イヤ、イヤばかりの自分だから、アッシュは楽しくないかも知れない。つまらないと思われても仕方ないのかもと不安にかられ、ますます涙が止まらなくなる。ふいに絨毯を踏みしめる音が戻ってきて、ドアが開いた。寄り添うように熱を感じ、顔の上に温かいタオルが当てられた。湯を通して固く絞ったタオルが、泣きすぎて重くなった目元を拭っていく。
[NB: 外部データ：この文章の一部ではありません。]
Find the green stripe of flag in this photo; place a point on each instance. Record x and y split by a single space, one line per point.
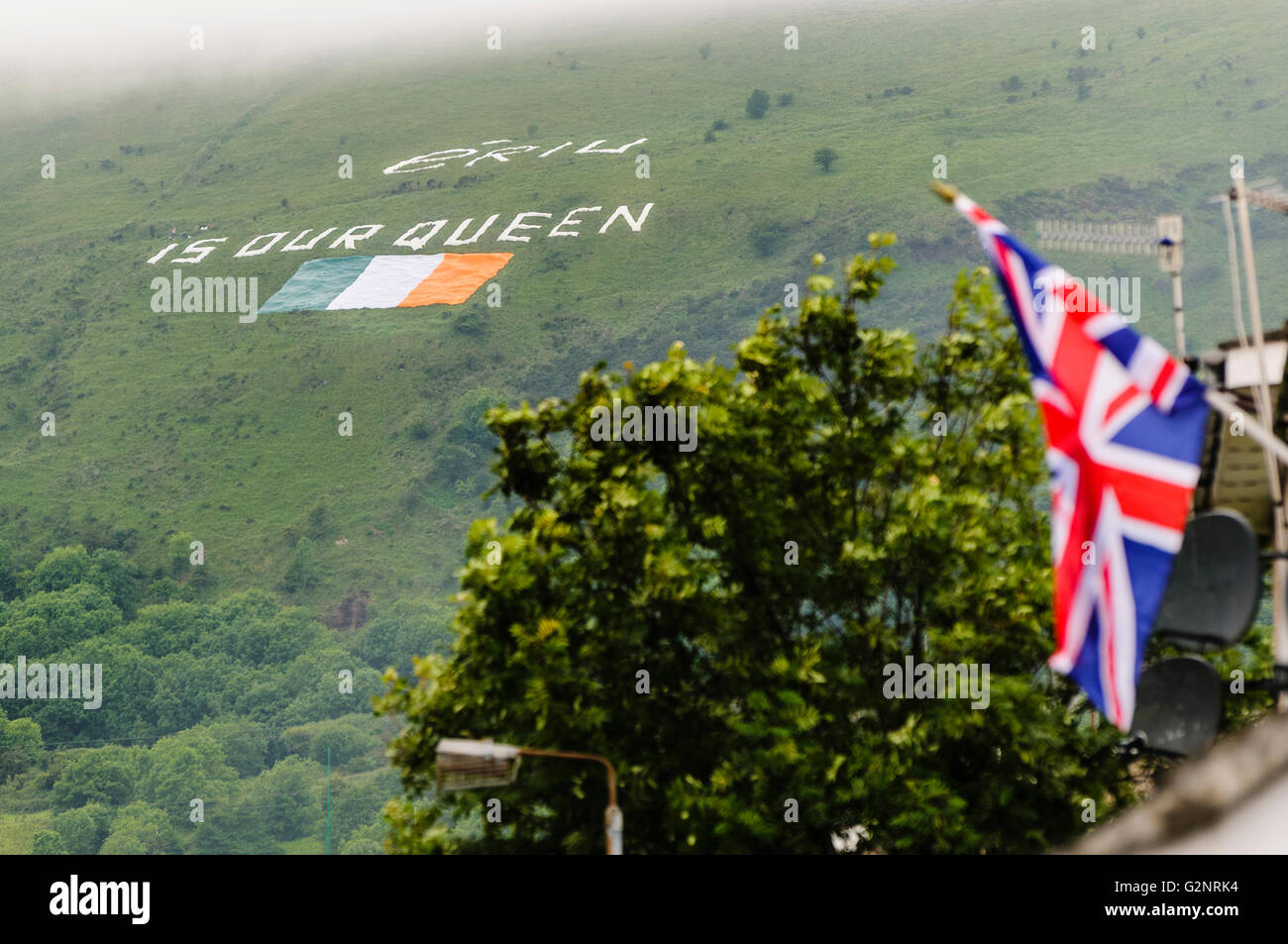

その心地よさに安心して、探るように手を泳がせると、その手をそっとアッシュが握ってくれた。
「……ごめん。アッシュ、まだだよな? おれも手伝うよ」
アッシュのことは好きだけど──こんなとんでもないことに流されてもいいと思うほどには大好きだけれど、自分が同じようにアッシュを口で愛せるかと言われたらまだ少し自信がない。なにせほんの少しまえまで、ルークはそれをとんでもないことのように思っていたのだし……。
「うん。ありがとう、ルーク。ゆっくりやるけど、辛かったら我慢しないで言って」
「えっ?」
文字通り手助けするつもりだったルークの鼻を、良く知った独特の匂いがかすめる。オリーブオイル? と首を傾げたとたん、後孔に温かい、濡れたものが当てられた。問いかけの言葉は、再びキスに飲み込まれる。
「んっ、う……」
反射的に身を強張らせたルークをなだめるようにアッシュはキスを深くして、そこにすこしだけ何かをもぐらせては抜けでる動きを繰り返す。後孔に指でオイルを塗り込めているのだと気付き、ルークは慌ててアッシュの肩に手をつき、突っ張った。
「ちょ、ま、なにやって……」
「ちゃんと馴らさないと、入らない」
「なにが……」
なにが入らないのかと聞いている途中で、気付いた。アッシュは、単に触り合って終わるつもりではなかったのだ。
ルークとて、男同士のカップルがどこで繋がろうとするのかくらいさすがに知っている。気付いたとたん、さっき触れたアッシュの性器を思い出して、反射的に腰を引いた。「無理だって! 入んねえって!!」
「みんなそう言うが、普通に入る」
「それは女の人のことだろ?!」
「男の尻に挿れたことはないが、女も男も同じだろう」
「同じじゃねえって!!」男女の区別が付いていないとしたら大問題だが、今は何の問題も感じていないようなアッシュそのものが大問題だった。「女の人は良くても、男は無理だって!」
「ちゃんと慣らすから、大丈夫。──あとの始末が大変だって言うけど、これが一番良い。身体にも悪くない」
「悪いって! 絶対怪我する! トイレ行けなくなる! やだ! まじでやだ……っ!」
「ルーク……」
「だ、大体っ、なんでおれのほうが突っ込まれんのが、当たりまえみたいになってんだよ!」
駄々っ子を嗜めるような、アッシュの困りきった声が、より一層恐怖を煽った。恐ろしさのあまり、尻で後じさりしながら破れかぶれで叫ぶと、アッシュがはっと驚いたように手を止めた。
「……そういえばそうだ……。ついいつもと同じようにしてしまってたけど、ルークも男なんだものな。ルークは逆のほうが良かったのか。気付かなくてすまない……」
「えっ?」
「ならそうしよう」アッシュはなんの屈託もないようすでルークの背中に手を入れて胸に抱き寄せ、器用に一回転した。
「え、えっ?」
気付くと、ルークはアッシュの腹の上に跨がるように座って、胸に手を突いていた。